Un scepticisme que partage également la ministre Julia Klöckner qui émet de sérieux doutes quant à la ratification en l’état de l’accord, surtout par rapport « à ce que fait le Brésil en brûlant des terres pour produire des denrées dans des conditions non autorisées dans l’UE. Nos agriculteurs ont donc à juste titre des doutes. Nous devons veiller à ce que les normes environnementales ne deviennent pas un désavantage ».

Des avantages à commercer, défend la Commission

Concernant la limitation des importations des produits sensibles, tels que le bœuf et le riz, « nous pensons que cet objectif a été atteint lors des négociations avec le Mercosur », a assuré le commissaire à l’Agriculture, Janusz Wojciechowski, devant les ministres des Vingt-sept. Et d’ajouter que « les négociateurs de l’UE sont déterminés à assurer une protection adéquate pour ces produits sensibles, qui ont une valeur économique et sociale considérable pour divers États membres ».

Par ailleurs, Janusz Wojciechowski a souligné que « des avantages supplémentaires importants sont attendus de l’augmentation des possibilités d’exportation de produits alimentaires transformés, du renforcement de la protection des indications géographiques et de la suppression des obstacles sanitaires et phytosanitaires pour les exportations de l’UE ».

La Commission européenne travaille actuellement sur une mise à jour de l’étude de 2016 sur les impacts cumulatifs pour le secteur agricole européen des accords commerciaux signés par l’UE afin de prendre en compte les derniers développements des négociations commerciales de l’UE, en particulier pour intégrer les résultats des négociations avec le Mercosur, le Japon et le Mexique. Cette mise à jour est attendue pour l’automne. Concernant les autres négociations commerciales en cours, l’UE poursuit de façon constructive ses pourparlers avec l’Australie et la Nouvelle-Zélande. Toutefois, les négociations avec le Chili et l’Indonésie ont « connu un certain ralentissement », a encore indiqué le commissaire Wojciechowski.

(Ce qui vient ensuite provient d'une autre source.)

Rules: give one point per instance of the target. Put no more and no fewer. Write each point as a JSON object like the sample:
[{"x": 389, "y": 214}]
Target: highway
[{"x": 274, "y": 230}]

La France pose ses conditions pour reprendre les négociations

Comme indiqué ci-avant, la France notamment n’a pas caché ses réserves quant à la ratification de l’accord. Son gouvernement a prévenu le 18 septembre qu’il avait trois exigences avant poursuivre les négociations : « qu’un accord d’association avec le Mercosur ne puisse en aucun cas entraîner une augmentation de la déforestation importée au sein de l’UE » ; « que les politiques publiques des pays du Mercosur soient pleinement conformes avec leurs engagements au titre de l’Accord de Paris » sur le climat ; et enfin, « que les produits agroalimentaires importés bénéficiant d’un accès préférentiel au marché de l’Union européenne respectent bien, de droit et de fait, les normes sanitaires et environnementales de l’UE », en assurant qu’un « suivi de ces produits sera effectué ».

Ces demandes françaises s’appuient sur les conclusions d’un rapport que lui a remis une commission indépendante d’évaluation de l’accord. Elle conclut notamment que les exportations de viande bovine prévues (99.000 t) pourraient provoquer une hausse de la déforestation de 5 % au moins en six ans. Et cette évaluation n’inclut ni les cultures nécessaires pour l’alimentation des bovins, ni la déforestation induite par les autres volets de l’accord (exportations de volailles et d’éthanol notamment). Et l’accord UE-Mercosur provoquerait un surplus d’émissions de gaz à effet de serre (GES) « entre 4,7 et 6,8 millions de tonnes équivalent CO2 », souligne également le rapport.